To test that theory, the researchers wanted to see if they could find traces of the JC virus in circulating blood stem cells.
And they did. Of 26 patients who were just starting treatment with Tysabri, 50 percent had traces of the JC virus in their circulating blood stem cells. Of 23 patients who had taken the drug for more than two years, 44 percent had JC virus DNA in more than one kind of blood stem cell type. In contrast, only 17 percent of the 18 healthy volunteers had signs of the JC virus in those cells.
"It was somewhat surprising to us that quite a high percentage of individuals had detectable viral DNA in these blood stem cells," Major said.
But what isn't exactly clear is how this could affect their risk of developing PML. Most patients who tested positive for JC virus had only a few copies of the virus, suggesting that they were still at low risk of infection. Patients who had taken the drug for more than two years had higher virus counts than those who were just starting treatment.
"We need to look at additional patients, and follow them for a long period of time," Major said.
Perhaps most concerning, 10 study participants had evidence of the JC virus in their blood but tested negative for antibodies to it. That suggests current tests for the virus may be missing some patients who could be at high risk for PML infection, the authors explained.
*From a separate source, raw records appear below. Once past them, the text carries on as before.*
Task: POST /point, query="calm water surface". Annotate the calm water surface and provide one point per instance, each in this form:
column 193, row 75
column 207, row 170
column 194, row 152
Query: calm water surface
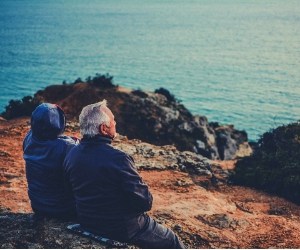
column 235, row 61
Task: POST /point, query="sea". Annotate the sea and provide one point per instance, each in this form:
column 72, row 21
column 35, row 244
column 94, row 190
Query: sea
column 234, row 61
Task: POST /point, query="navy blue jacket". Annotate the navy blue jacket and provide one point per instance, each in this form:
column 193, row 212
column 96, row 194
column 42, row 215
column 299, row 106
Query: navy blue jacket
column 44, row 153
column 111, row 197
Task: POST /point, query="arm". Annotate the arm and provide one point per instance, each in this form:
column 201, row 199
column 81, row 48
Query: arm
column 136, row 191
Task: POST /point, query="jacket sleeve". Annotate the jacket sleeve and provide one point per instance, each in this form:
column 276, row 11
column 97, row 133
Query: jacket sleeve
column 137, row 193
An expert who was not involved in the study, which was published online March 25 in the journal JAMA Neurology, said the findings left some questions unanswered.
"Clearly, Tysabri seems to engender the release of JC virus-containing cells from the bone marrow," said Dr. Gary Birnbaum, a neurologist and director of the Multiple Sclerosis Treatment and Research Center in Golden Valley, Minn. "This could explain why risks of PML are high in patients on this drug," he noted.
"What isn't clear is why the risk escalates dramatically after two years, since JC virus-bearing cells emerge early in the course of treatment," Birnbaum pointed out.
Additionally, Birnbaum said it was "disquieting" that researchers found evidence of the JC virus in patients who then tested negative for antibodies to it.
"Thus, testing individuals for exposure to JC virus by measuring antibodies to the virus may be insufficient to fully assess their risks for developing PML," he said.